Value engineering is a disciplined method of identifying areas for potential cost
optimization, considering alternatives, analyzing them, and assisting in the selection of
the preferred options. Value engineering works at its’ best when used at early design
stages and allows the following:
- All reasonable options and alternatives can be fairly evaluated and balanced against the client’s value objectives.
- Urgent decisions are addressed up front
- The budget and cost estimates are carefully examined and confirmed.
- Long-term life cycle cost issues and other operating considerations are addressed.
- Information phase. All available information about the project is assembled and
reviewed, including designs, cost estimates, operating, maintenance, energy cost
forecasts, building program, schedule, proposed delivery strategy, etc.
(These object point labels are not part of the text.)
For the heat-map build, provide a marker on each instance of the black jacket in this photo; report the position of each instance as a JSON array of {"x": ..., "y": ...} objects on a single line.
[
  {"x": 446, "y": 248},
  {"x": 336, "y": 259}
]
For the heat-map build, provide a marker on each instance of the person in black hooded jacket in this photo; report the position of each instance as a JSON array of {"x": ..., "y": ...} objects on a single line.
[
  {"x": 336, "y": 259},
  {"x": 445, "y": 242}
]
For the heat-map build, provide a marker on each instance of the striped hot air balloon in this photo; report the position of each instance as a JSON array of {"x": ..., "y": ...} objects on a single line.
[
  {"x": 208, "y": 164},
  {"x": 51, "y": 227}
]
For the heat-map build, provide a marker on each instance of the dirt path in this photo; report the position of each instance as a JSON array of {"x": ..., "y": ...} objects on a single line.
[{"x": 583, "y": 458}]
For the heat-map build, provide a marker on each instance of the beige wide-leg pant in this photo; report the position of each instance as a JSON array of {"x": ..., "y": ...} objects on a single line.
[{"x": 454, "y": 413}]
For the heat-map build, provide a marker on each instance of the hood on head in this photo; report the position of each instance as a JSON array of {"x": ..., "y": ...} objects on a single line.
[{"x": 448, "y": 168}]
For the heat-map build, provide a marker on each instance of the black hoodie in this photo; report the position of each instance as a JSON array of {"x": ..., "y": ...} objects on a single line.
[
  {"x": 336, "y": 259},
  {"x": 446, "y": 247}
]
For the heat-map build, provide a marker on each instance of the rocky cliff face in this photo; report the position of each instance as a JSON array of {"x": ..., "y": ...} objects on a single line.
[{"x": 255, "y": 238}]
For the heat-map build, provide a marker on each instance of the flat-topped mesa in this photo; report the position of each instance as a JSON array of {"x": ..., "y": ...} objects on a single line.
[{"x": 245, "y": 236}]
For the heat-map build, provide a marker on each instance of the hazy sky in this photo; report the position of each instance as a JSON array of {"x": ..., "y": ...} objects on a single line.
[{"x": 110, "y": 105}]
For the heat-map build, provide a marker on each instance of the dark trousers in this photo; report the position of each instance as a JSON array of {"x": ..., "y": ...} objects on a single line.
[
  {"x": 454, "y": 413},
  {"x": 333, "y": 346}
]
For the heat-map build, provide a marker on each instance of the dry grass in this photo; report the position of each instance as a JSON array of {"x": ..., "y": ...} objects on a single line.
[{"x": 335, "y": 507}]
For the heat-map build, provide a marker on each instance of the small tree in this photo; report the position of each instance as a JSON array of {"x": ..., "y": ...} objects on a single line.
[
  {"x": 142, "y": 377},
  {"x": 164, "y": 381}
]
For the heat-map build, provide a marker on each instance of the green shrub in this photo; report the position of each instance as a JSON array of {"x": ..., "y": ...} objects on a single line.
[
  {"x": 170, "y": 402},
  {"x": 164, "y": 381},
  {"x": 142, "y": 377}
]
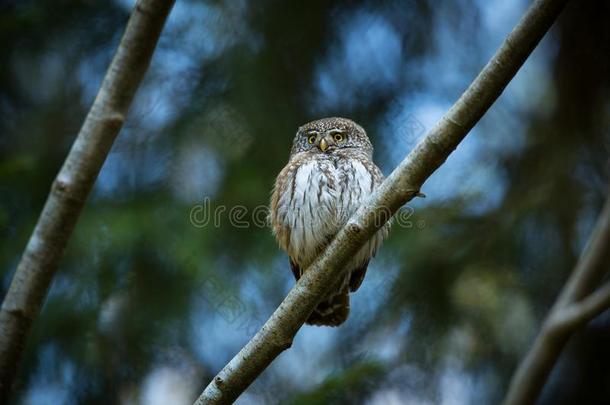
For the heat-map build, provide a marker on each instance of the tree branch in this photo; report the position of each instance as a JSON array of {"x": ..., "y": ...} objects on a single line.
[
  {"x": 572, "y": 309},
  {"x": 72, "y": 185},
  {"x": 400, "y": 187}
]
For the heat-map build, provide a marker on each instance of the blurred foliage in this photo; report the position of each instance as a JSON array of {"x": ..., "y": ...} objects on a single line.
[{"x": 149, "y": 303}]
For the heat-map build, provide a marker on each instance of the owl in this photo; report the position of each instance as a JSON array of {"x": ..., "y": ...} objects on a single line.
[{"x": 329, "y": 175}]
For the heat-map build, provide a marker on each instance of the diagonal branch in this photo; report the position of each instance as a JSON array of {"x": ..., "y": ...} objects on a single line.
[
  {"x": 72, "y": 185},
  {"x": 572, "y": 309},
  {"x": 401, "y": 186}
]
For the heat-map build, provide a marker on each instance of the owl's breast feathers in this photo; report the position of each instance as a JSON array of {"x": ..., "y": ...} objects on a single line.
[{"x": 314, "y": 196}]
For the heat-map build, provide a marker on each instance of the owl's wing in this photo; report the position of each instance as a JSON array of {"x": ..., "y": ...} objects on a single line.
[{"x": 357, "y": 276}]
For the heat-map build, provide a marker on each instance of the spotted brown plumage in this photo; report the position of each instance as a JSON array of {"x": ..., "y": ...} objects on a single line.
[{"x": 329, "y": 175}]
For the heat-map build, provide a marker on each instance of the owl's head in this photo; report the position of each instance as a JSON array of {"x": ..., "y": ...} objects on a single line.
[{"x": 328, "y": 135}]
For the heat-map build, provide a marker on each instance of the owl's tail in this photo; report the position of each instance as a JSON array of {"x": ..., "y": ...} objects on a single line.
[{"x": 333, "y": 311}]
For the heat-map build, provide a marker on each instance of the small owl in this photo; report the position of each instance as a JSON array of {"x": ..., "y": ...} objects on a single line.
[{"x": 329, "y": 175}]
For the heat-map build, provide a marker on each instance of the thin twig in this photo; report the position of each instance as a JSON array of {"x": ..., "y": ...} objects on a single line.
[
  {"x": 401, "y": 186},
  {"x": 72, "y": 185}
]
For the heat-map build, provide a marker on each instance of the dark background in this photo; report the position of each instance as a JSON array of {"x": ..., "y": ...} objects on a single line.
[{"x": 151, "y": 301}]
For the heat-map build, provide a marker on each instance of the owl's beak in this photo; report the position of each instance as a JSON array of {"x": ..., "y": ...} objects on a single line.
[{"x": 323, "y": 145}]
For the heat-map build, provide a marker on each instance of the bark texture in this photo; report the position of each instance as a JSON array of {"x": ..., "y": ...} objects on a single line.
[
  {"x": 402, "y": 185},
  {"x": 72, "y": 185},
  {"x": 577, "y": 304}
]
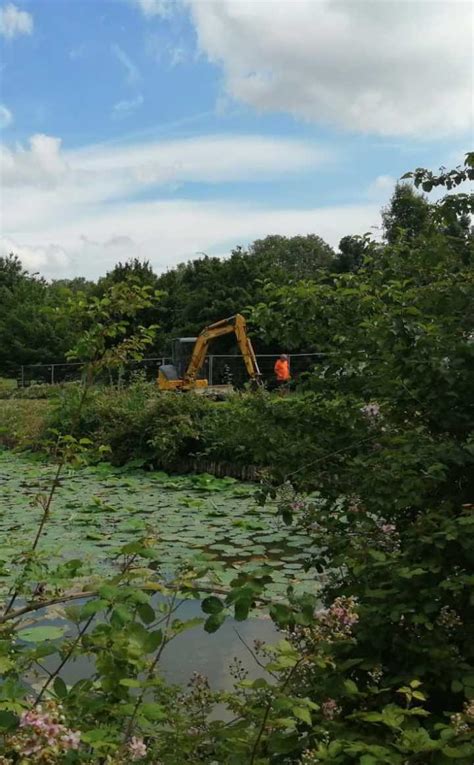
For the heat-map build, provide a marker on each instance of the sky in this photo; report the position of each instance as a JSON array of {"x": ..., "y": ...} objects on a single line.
[{"x": 164, "y": 129}]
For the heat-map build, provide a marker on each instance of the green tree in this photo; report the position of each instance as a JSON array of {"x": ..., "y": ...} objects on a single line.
[
  {"x": 33, "y": 325},
  {"x": 407, "y": 214}
]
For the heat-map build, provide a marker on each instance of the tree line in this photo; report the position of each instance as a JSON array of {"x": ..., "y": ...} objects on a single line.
[{"x": 36, "y": 326}]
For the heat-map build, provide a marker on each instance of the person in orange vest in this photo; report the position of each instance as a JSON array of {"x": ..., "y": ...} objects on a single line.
[{"x": 282, "y": 371}]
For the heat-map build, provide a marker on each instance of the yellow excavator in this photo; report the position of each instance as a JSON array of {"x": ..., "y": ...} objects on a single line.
[{"x": 183, "y": 376}]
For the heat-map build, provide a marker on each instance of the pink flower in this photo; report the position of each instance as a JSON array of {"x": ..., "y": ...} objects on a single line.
[
  {"x": 339, "y": 618},
  {"x": 137, "y": 748},
  {"x": 43, "y": 733}
]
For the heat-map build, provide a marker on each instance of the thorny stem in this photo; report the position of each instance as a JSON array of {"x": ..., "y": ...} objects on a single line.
[
  {"x": 54, "y": 486},
  {"x": 164, "y": 643},
  {"x": 253, "y": 654},
  {"x": 66, "y": 658},
  {"x": 267, "y": 713}
]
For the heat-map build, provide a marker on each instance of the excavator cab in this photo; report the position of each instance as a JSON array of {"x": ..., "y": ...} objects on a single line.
[
  {"x": 189, "y": 354},
  {"x": 181, "y": 352},
  {"x": 171, "y": 376}
]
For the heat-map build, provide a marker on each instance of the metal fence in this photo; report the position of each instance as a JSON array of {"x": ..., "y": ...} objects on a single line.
[{"x": 218, "y": 368}]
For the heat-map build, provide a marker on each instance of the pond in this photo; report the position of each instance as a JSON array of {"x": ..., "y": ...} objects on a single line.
[{"x": 98, "y": 509}]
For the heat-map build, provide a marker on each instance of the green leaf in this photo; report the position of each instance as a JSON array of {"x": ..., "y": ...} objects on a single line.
[
  {"x": 212, "y": 605},
  {"x": 60, "y": 688},
  {"x": 153, "y": 641},
  {"x": 130, "y": 682},
  {"x": 8, "y": 721},
  {"x": 153, "y": 711},
  {"x": 214, "y": 621},
  {"x": 302, "y": 713},
  {"x": 146, "y": 613},
  {"x": 93, "y": 607},
  {"x": 39, "y": 634},
  {"x": 241, "y": 609}
]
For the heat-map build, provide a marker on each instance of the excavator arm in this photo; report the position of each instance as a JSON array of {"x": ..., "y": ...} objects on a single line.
[{"x": 235, "y": 324}]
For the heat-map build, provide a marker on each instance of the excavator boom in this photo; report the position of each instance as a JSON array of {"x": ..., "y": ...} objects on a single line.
[{"x": 236, "y": 324}]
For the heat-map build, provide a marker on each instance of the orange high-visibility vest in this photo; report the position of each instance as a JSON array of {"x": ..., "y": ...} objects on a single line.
[{"x": 282, "y": 370}]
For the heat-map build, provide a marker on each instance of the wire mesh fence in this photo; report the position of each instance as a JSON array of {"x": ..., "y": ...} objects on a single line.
[{"x": 217, "y": 369}]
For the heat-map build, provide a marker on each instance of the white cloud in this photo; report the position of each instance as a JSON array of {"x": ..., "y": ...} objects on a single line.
[
  {"x": 41, "y": 165},
  {"x": 78, "y": 212},
  {"x": 155, "y": 7},
  {"x": 49, "y": 260},
  {"x": 6, "y": 117},
  {"x": 389, "y": 68},
  {"x": 133, "y": 75},
  {"x": 169, "y": 232},
  {"x": 107, "y": 171},
  {"x": 126, "y": 107},
  {"x": 381, "y": 189},
  {"x": 14, "y": 22}
]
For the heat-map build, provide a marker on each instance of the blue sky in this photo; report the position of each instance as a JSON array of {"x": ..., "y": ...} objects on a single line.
[{"x": 159, "y": 129}]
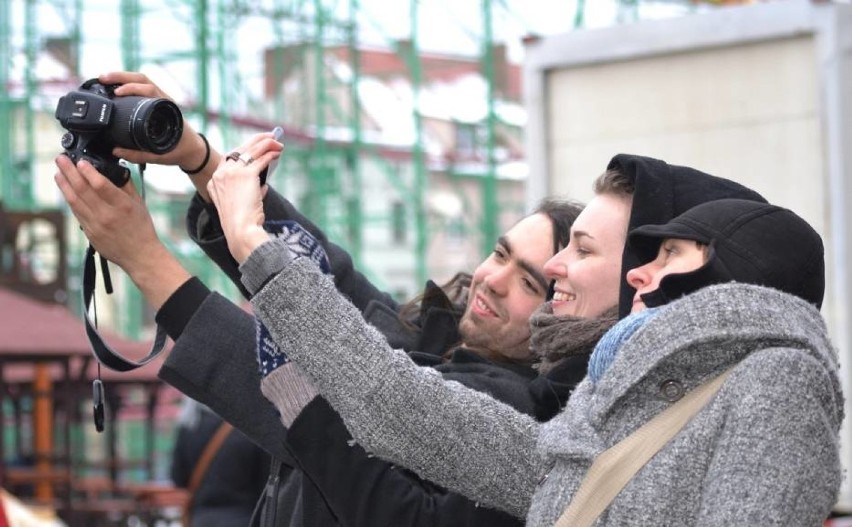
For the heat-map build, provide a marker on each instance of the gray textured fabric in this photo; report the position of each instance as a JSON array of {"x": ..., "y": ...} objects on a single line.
[
  {"x": 288, "y": 385},
  {"x": 763, "y": 452}
]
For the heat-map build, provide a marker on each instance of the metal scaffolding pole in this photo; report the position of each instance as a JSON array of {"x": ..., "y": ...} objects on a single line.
[
  {"x": 419, "y": 160},
  {"x": 490, "y": 228},
  {"x": 6, "y": 105}
]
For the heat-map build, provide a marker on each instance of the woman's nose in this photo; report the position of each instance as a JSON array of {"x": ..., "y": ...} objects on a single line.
[
  {"x": 639, "y": 277},
  {"x": 555, "y": 267}
]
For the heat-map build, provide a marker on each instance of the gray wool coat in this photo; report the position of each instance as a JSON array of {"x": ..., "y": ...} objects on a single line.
[{"x": 763, "y": 452}]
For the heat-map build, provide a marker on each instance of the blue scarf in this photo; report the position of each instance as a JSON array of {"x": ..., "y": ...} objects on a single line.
[{"x": 608, "y": 346}]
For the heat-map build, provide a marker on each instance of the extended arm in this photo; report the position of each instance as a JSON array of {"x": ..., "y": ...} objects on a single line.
[
  {"x": 454, "y": 436},
  {"x": 366, "y": 491}
]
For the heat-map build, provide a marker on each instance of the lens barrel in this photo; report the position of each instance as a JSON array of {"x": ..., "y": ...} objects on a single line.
[{"x": 145, "y": 123}]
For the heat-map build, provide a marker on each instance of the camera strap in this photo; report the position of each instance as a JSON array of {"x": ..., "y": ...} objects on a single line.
[{"x": 103, "y": 352}]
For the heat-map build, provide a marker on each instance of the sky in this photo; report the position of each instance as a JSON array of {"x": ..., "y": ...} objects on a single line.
[{"x": 450, "y": 26}]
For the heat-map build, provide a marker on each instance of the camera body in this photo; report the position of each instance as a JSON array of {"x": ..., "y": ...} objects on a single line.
[{"x": 97, "y": 121}]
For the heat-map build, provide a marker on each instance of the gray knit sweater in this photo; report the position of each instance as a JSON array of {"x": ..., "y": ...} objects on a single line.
[{"x": 763, "y": 452}]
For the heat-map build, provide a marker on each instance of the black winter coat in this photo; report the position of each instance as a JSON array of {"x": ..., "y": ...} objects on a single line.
[
  {"x": 234, "y": 479},
  {"x": 323, "y": 479}
]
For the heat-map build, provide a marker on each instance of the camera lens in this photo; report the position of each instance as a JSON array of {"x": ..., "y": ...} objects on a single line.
[{"x": 142, "y": 123}]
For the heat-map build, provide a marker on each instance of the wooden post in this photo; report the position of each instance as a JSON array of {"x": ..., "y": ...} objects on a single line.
[{"x": 43, "y": 432}]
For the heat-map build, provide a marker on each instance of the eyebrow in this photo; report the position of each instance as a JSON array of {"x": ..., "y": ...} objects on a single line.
[{"x": 523, "y": 264}]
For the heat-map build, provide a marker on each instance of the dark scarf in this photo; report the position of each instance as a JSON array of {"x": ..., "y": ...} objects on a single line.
[{"x": 553, "y": 337}]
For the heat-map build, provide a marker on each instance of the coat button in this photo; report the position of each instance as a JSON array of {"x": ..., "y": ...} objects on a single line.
[{"x": 671, "y": 390}]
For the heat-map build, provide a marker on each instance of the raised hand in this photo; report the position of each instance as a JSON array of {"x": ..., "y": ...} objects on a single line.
[
  {"x": 120, "y": 228},
  {"x": 238, "y": 196}
]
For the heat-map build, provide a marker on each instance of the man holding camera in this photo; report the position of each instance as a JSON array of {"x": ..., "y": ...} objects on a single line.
[{"x": 200, "y": 321}]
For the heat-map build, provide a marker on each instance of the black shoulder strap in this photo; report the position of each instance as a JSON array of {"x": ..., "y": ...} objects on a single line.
[{"x": 106, "y": 355}]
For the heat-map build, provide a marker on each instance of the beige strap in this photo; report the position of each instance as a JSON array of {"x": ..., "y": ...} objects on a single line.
[
  {"x": 201, "y": 466},
  {"x": 615, "y": 467}
]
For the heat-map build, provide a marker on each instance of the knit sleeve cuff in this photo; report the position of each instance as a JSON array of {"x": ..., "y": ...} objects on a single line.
[
  {"x": 263, "y": 263},
  {"x": 289, "y": 389}
]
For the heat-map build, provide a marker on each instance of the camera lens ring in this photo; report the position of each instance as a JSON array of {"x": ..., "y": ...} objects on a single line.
[{"x": 148, "y": 116}]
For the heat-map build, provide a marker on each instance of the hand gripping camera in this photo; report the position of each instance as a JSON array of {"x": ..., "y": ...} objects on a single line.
[{"x": 97, "y": 121}]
- Function analysis phase. The intended functions of the proposed facility are
carefully analyzed and the cost of each function assigned and reviewed. Value
criteria are defined.
- Creative phase. Ideas for alternatives that might improve value and/or save cost
are identified through brainstorming or similar technique. There are no judgments
at this stage, just ideas.
- Evaluation phase. The ideas are evaluated against the value criteria and those
that have value engineering merit are carried forward.
- Development phase. The surviving ideas are further developed to test their
feasibility. Some preliminary design analysis is done, and estimates for both
initial capital cost and long-term life cycle costs are prepared.
Approached in this way, value engineering can offer architects an opportunity to
demonstrate that they produce value and to prove to owners that the best value,
defined in the owner’s terms and with the owner’s participation, will be delivered.